Darkening clouds dripped down into showers, and the sky took on a ragged look. The heady sweetness of fresh damp dirt filled the car. Fat cumulus clouds towered higher and higher, pools of warm and cold air colliding, and a saucer-shaped overcast hung suspended along the horizon like a glorious threat. Soon they entered another dense curtain of rain and were instantly enveloped in humid, buoyant air. They hydroplaned past a highway sign that said “Welcome to Splitback, Oklahoma, Pop. 2,830.” On the outskirts of this mustard seed of an outpost, they spotted a weak funnel cloud dangling beneath the ominous-looking rotating cloud base.

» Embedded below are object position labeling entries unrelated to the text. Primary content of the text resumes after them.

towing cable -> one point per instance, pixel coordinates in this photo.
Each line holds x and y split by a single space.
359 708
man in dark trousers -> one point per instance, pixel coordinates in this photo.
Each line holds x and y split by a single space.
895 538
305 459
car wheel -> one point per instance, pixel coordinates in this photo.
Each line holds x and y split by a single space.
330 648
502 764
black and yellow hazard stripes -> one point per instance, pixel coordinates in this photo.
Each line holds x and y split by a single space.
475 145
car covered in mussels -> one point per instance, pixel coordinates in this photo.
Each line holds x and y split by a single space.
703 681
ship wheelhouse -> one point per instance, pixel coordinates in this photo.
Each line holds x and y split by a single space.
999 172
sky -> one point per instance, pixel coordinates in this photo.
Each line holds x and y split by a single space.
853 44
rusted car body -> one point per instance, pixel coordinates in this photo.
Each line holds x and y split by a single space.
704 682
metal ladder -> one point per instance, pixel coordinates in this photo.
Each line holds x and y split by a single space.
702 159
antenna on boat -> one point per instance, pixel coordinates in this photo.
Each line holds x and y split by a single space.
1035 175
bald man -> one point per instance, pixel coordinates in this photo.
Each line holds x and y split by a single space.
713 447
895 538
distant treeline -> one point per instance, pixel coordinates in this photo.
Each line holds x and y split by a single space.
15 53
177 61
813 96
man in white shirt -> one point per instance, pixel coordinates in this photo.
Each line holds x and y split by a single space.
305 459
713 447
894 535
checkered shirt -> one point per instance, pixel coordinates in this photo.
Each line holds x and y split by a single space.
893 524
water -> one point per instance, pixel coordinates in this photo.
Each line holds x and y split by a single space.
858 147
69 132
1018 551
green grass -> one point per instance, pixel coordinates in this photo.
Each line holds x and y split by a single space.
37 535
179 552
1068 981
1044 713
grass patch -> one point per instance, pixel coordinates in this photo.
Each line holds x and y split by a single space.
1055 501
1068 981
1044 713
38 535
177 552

It snaked its way down into the ground and drew up a curtain of red into the air—the legendary red dust of Oklahoma.
Now a local radio station transmitted a warning. “Take shelter immediately! A tornado is reported to be on the ground.”
Hovering over the green fields less than three miles away, the ropelike tornado crossed the long straight road ahead, then gracefully lifted up into the air, becoming just a “funnel” again. Charlie held his breath. The air sizzled with energy. Illusion was a real risk—which way was it headed?
The radio meteorologist said, “Believe me, folks, you should take shelter now! These storms can kill.”